Yes, all of us who were raised in loving homes are lucky. However, this fact is only pointed out to adoptees. It begins to sound like they are less worthy than a child born into a loving home.
Most people don't adopt for altruistic reasons, most adopt to fulfill the maternal and paternal instincts. Most adoptive parents did not grudgingly take on the care of a child. They wanted a child. They longed for a child. We did.
I have not for one second ever felt my children who came into our family through adoption were for one second any luckier than the children I gave birth to. Yes, they needed someone to raise them. But frankly the fact that they needed adoptive parents had nothing to do with them. They should be no more kissing my ass than my other kids. They didn't ask to be adopted. I chose to parent them. I may be their savior at some point in their life, but it won't be solely because I am their adoptive mother. It will likely be because I bailed them out of jail, or paid for law school or taught them how to wax their eyebrows. Things everyone should express gratitude about.
Really think about everything adoptee gratitude implies. It implies that some people are less lovable than others. The little word "lucky" can pack a whole lot of meaning to a child that may already feel different to other children. Don't set them apart further by telling them what they "should" feel, unless you are going to say it to every kid you meet.
Bra-VO!!!! Thank you for speaking out!!!
Posted by: Margie | December 07, 2007 at 06:21 AM
Excellent.
Posted by: ppb | December 07, 2007 at 06:38 AM
That's a very good point. Thanks for talking about it and giving me the chance to think about it!
Posted by: Nadine | December 07, 2007 at 06:57 AM
Which leads very nicely into "real" children.

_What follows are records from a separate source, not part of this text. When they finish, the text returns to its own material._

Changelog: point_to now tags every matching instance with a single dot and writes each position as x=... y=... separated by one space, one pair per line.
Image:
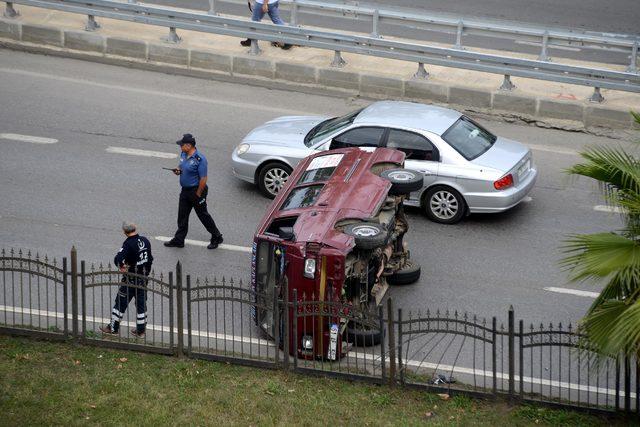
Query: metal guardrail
x=175 y=18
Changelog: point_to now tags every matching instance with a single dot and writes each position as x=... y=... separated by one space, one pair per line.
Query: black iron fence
x=226 y=320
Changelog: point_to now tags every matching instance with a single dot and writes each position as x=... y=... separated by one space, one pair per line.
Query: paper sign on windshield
x=328 y=161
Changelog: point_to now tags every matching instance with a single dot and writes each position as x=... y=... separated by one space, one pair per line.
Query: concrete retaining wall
x=209 y=64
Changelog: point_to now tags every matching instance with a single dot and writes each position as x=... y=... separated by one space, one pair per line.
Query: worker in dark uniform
x=193 y=180
x=134 y=259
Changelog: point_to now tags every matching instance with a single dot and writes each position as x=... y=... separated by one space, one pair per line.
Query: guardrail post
x=458 y=44
x=596 y=96
x=179 y=309
x=212 y=7
x=633 y=67
x=9 y=11
x=294 y=14
x=375 y=19
x=507 y=84
x=511 y=354
x=422 y=73
x=545 y=44
x=338 y=62
x=92 y=24
x=74 y=292
x=255 y=49
x=173 y=36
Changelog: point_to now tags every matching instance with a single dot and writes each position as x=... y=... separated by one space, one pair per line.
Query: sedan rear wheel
x=272 y=177
x=444 y=205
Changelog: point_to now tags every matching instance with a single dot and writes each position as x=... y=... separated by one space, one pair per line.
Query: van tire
x=406 y=276
x=403 y=181
x=367 y=235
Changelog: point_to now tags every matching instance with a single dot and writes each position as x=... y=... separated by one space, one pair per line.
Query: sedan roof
x=409 y=115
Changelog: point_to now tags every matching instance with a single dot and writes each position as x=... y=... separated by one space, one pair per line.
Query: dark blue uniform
x=193 y=168
x=136 y=254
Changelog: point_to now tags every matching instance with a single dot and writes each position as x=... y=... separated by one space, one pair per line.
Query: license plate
x=524 y=168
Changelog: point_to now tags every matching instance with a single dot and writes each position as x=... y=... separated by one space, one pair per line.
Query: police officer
x=134 y=259
x=193 y=179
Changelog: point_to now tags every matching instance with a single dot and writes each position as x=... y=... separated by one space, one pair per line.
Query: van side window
x=415 y=146
x=358 y=137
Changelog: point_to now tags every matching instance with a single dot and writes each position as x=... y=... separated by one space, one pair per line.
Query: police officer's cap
x=187 y=138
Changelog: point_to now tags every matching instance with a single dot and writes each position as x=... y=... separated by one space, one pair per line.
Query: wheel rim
x=274 y=180
x=444 y=205
x=402 y=176
x=365 y=231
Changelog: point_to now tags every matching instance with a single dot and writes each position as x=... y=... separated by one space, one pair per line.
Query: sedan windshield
x=329 y=127
x=469 y=138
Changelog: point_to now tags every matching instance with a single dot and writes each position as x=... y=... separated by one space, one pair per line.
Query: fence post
x=511 y=354
x=494 y=339
x=171 y=311
x=627 y=384
x=295 y=329
x=276 y=323
x=65 y=296
x=179 y=309
x=189 y=315
x=74 y=292
x=392 y=343
x=286 y=338
x=83 y=299
x=521 y=357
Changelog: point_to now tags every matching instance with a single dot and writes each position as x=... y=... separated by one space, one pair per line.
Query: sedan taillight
x=504 y=182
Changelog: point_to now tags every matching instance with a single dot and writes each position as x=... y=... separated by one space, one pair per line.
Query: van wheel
x=405 y=276
x=367 y=235
x=444 y=205
x=272 y=177
x=403 y=181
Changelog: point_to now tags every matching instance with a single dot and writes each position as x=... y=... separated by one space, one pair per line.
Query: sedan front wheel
x=444 y=205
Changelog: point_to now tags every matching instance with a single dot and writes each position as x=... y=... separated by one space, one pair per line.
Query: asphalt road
x=619 y=16
x=76 y=192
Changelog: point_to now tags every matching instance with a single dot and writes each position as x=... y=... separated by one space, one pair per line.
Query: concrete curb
x=263 y=71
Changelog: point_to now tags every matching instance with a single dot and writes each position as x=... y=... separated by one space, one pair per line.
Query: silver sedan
x=466 y=168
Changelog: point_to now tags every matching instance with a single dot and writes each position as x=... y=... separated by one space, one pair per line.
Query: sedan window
x=469 y=138
x=416 y=147
x=358 y=137
x=328 y=127
x=302 y=197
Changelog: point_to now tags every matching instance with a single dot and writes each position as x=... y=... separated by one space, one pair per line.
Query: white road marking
x=609 y=209
x=204 y=244
x=537 y=44
x=144 y=153
x=202 y=99
x=28 y=138
x=573 y=292
x=556 y=150
x=353 y=354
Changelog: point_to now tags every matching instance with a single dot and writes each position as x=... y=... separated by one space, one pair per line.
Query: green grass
x=44 y=383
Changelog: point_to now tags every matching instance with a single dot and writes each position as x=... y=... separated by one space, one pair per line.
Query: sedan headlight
x=242 y=148
x=309 y=268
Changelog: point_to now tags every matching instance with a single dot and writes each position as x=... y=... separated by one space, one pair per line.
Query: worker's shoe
x=106 y=329
x=138 y=334
x=173 y=243
x=215 y=241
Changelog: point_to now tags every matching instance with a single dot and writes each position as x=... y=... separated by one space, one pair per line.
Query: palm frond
x=597 y=256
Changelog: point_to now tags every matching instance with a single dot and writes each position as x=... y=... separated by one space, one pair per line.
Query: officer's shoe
x=137 y=334
x=215 y=241
x=174 y=244
x=106 y=329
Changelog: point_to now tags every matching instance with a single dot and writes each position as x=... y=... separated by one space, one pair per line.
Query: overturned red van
x=335 y=233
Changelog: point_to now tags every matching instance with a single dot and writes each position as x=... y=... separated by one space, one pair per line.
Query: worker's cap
x=187 y=138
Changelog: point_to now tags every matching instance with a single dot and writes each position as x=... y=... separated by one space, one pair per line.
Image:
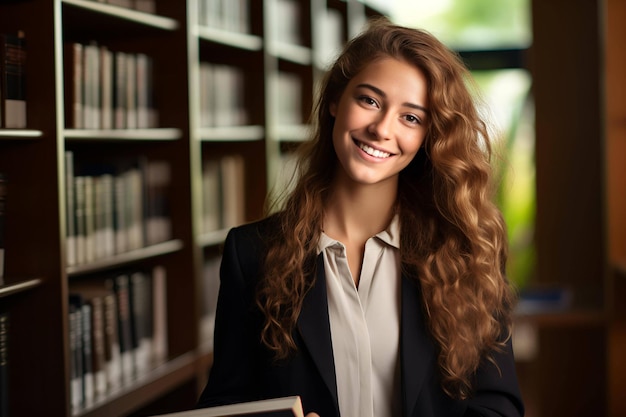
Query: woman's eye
x=368 y=100
x=412 y=119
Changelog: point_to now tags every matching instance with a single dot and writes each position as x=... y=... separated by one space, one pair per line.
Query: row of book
x=115 y=209
x=108 y=89
x=286 y=88
x=288 y=17
x=117 y=332
x=223 y=193
x=146 y=6
x=222 y=101
x=229 y=15
x=12 y=80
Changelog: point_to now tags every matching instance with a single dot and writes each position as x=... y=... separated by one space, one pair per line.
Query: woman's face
x=380 y=121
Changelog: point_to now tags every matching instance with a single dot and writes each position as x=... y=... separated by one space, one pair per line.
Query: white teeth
x=373 y=152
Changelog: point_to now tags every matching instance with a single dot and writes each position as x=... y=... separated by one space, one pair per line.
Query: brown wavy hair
x=453 y=238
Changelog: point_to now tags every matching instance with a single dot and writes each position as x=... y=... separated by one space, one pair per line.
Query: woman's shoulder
x=257 y=232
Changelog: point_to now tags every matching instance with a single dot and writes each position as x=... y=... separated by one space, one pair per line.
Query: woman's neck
x=356 y=212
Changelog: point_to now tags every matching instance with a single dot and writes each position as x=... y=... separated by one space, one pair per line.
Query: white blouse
x=365 y=324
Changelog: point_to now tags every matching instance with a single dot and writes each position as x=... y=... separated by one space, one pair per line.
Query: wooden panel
x=566 y=60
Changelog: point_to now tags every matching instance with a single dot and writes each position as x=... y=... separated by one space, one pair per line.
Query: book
x=159 y=315
x=120 y=285
x=274 y=407
x=4 y=364
x=70 y=209
x=76 y=354
x=210 y=290
x=13 y=80
x=233 y=188
x=3 y=202
x=74 y=58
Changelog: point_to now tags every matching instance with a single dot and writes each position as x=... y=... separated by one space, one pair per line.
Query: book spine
x=98 y=363
x=3 y=206
x=13 y=58
x=76 y=358
x=112 y=352
x=159 y=315
x=70 y=209
x=141 y=317
x=124 y=326
x=4 y=365
x=88 y=386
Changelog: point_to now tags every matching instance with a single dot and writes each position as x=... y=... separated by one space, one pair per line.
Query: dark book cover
x=120 y=285
x=4 y=365
x=3 y=202
x=76 y=352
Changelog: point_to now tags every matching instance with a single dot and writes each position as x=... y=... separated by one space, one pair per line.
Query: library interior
x=134 y=134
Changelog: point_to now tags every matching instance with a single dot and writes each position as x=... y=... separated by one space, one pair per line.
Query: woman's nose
x=381 y=126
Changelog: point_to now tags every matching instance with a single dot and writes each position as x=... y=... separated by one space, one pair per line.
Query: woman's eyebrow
x=382 y=94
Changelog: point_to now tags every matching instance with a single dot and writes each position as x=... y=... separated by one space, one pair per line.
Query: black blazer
x=244 y=369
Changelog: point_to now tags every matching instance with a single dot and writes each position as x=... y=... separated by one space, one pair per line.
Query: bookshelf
x=169 y=128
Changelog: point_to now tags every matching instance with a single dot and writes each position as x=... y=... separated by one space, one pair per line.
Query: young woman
x=378 y=289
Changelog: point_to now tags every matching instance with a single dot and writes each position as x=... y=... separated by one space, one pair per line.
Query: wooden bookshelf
x=38 y=276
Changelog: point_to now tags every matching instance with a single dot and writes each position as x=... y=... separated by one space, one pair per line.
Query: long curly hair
x=453 y=238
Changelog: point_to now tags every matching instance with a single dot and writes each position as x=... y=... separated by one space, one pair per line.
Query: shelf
x=160 y=249
x=231 y=133
x=20 y=134
x=123 y=13
x=161 y=134
x=213 y=238
x=19 y=287
x=233 y=39
x=565 y=318
x=293 y=53
x=146 y=388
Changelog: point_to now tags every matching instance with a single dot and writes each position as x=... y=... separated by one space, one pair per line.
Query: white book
x=211 y=196
x=280 y=407
x=159 y=315
x=106 y=86
x=70 y=209
x=233 y=190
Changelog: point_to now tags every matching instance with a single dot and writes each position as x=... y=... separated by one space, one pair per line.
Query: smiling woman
x=385 y=263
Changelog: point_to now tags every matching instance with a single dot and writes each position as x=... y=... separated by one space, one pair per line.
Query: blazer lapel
x=314 y=327
x=416 y=348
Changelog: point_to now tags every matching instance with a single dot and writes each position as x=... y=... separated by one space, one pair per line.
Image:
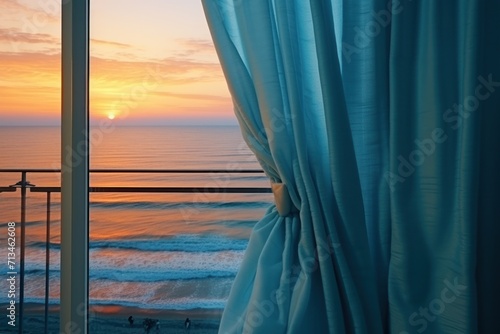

Because adopted children aren't, doncha know?
Sigh.
WTF?
So I was born into a somewhat neglectful and abusive family.
I wasn't unlucky, it was just plain wrong.
When people are misguided enough to say that my two youngest children are sooooo lucky that we took them in --I try to set them straight but I'm also thinking that they (the dorks) are soooooo lucky I'm not barfing on them.
Posted by: Gawdess | December 07, 2007 at 07:11 AM
Thank you, Lisa. As one of those "lucky," "chosen" eternal children, I thank you.
Posted by: Songbird | December 07, 2007 at 01:14 PM
Excellent!
Posted by: Ansley | December 08, 2007 at 12:20 AM
Spot on, as usual.
Posted by: Susie | December 08, 2007 at 06:59 AM
Nearly everything I know about adoption, I learned from blogging. People like you are working hard to open the eyes of people like me. Bravo, and don't let the dissenters get you down.
Posted by: Her Grace | December 08, 2007 at 04:15 PM
You are sooooo right about the eyebrows. I was tragically born into a family of bushy-eyebrowed people who knew nothing of waxing.
Luckily I was saved by Cole's hairdresser recently. Thank God!
Posted by: Shannon | December 08, 2007 at 09:46 PM
Oh that adoptee gratitude is one of my pet peeves. I second what you say, completely. Thanks for this post.
Posted by: yankeetransferred | December 08, 2007 at 10:09 PM
Yup.
When people tell me how lucky Roo is, I always tell them I'm the lucky one. Trust me when I say it wasn't his good luck that brought us together. It's almost like people say it when they learn that someone is adopted because they don't know what else to say to be nice.
Posted by: Round is Funny | December 10, 2007 at 11:17 AM
The lucky comments always get me. I just had a positive conversation about this with a teacher that I just blogged about. Some times, people do 'get it'.